# italy - italian , Włochy - Włoski



## matteoborsacchi

Hi everybody!

I'm asking for your kind help...

I would need to know all the desinences (nominative, genitive, accusative ecc) for

Włochy

and all the desinences for all the genres of Włoski/Włoska/Wloskie...

I would be very grateful and offer my help for any question about italian.

Matteo


----------



## mekinking

Mianownik – Nominativus – Nominative Włochy, włoski, włoska, włoskie
Dopełniacz – Genetivus – Genitive Włoch, włoskiego, włoskiej, włoskiego
Celownik – Dativus – Dative Włochom, włoskiemu, włoskiej, włoskiemu
Biernik – Accusativus – Accusative Włochy, włoskiego, włoską, włoskie
Narzędnik – Instrumentalis – Instrumental Włochami, włoskim, włoską, włoskim
Miejscownik – Locativus – Locative Włochach, włoskim, włoskiej, włoskim
Wołacz – Vocativus – Vocative Włochy, włoski, włoska, włoskie!
is that it?  I hope I put them all there.


----------



## .Jordi.

loc. of the noun _Włochy_ (Italy) is _Włoszech_, not _Włochach_ (which would be loc. of one of the Warsaw's districts called also _Włochy_).


----------



## matteoborsacchi

Thank you sooo much!

remember my name anytime you may need help with italian...

Bye fellow


----------



## matteoborsacchi

@jordi

thanks for your observation...

are there any other possibilities to confuse with the Warsaw district?

i'm doing a reserach on google blogsearch about the image of italy and italians in Poland, using automatic corpus analysis software, so i'm pretty exposed to this kind of ambiguities


----------



## mekinking

Wow, jordi thanks a lot, I so didn't think while writing this . I so often pass by Włochy in Warsaw that it has influenced my thinking. Thanks again!


----------



## matteoborsacchi

i've also found these occurences on wiktionary:

Włoszka włoscy włoskim

...

are they correct?


----------



## matteoborsacchi

sorry: włoskimi

włoskim already was in mekinking suggestions


----------



## matteoborsacchi

and Włosi too


----------



## robin74

Cases listed in the same order as in the posts above:
Włoch = Italian man.
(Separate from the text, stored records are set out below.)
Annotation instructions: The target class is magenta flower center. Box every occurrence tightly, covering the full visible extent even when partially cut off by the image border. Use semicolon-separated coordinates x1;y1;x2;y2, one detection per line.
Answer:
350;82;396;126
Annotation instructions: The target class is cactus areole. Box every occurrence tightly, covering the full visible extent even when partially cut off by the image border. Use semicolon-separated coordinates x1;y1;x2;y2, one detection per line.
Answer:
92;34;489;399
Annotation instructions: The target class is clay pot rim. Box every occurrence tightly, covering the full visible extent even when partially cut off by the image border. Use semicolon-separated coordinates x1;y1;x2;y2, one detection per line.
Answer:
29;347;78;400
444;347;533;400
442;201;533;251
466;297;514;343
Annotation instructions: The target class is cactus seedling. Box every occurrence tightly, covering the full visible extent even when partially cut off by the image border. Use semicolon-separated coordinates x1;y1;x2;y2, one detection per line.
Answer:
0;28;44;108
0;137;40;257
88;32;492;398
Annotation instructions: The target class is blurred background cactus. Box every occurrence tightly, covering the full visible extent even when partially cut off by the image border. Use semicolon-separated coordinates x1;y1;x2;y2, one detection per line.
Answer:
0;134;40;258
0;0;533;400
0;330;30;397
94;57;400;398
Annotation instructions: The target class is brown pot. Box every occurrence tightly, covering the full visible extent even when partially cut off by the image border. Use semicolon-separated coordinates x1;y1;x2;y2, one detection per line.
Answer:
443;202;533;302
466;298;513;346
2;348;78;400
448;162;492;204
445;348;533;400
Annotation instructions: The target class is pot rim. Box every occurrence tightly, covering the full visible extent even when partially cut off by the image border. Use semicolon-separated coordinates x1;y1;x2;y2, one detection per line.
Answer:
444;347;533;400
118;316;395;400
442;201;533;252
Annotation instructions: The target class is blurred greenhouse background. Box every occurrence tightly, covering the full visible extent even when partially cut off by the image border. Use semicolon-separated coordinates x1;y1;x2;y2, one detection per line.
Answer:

Włoch / Włocha / Włochowi / Włocha / Włochem / Włochu / Włochu
Włoszka = Italian woman. Włoszka / Włoszki / Włoszce / Włoszkę / Włoszką / Włoszce / Włoszko
Włosi = Italian men (or Italians in general). Włosi / Włochów / Włochom / Włochów / Włochami / Włochach / Włosi
Włoszki = Italian women. Włoszki / Włoszek / Włoszkom / Włoszki / Włoszek / Włoszkach / Włoszki
włoscy = Italian, plural male personal adjective. włoscy / włoskich / włoskim / włoskich / włoskimi / włoskich / włoscy
włoskie = Italian, plural female or non-personal adjective. włoskie / włoskich / włoskim / włoskie / włoskimi / włoskich / włoskie


----------



## BezierCurve

... and the form "włosku"" as in "po włosku" (in Italian/ in the Italian way). Stays inaffected by number, gender, case etc.


----------



## Marcus Africanus

włoszczyzna - 1) Italian language, 2) special vegetables: włoszczyzna /włoszczyzny /włoszczyźnie /włoszczyznę /włoszczyzną /włoszczyźnie /włoszczyzno!


----------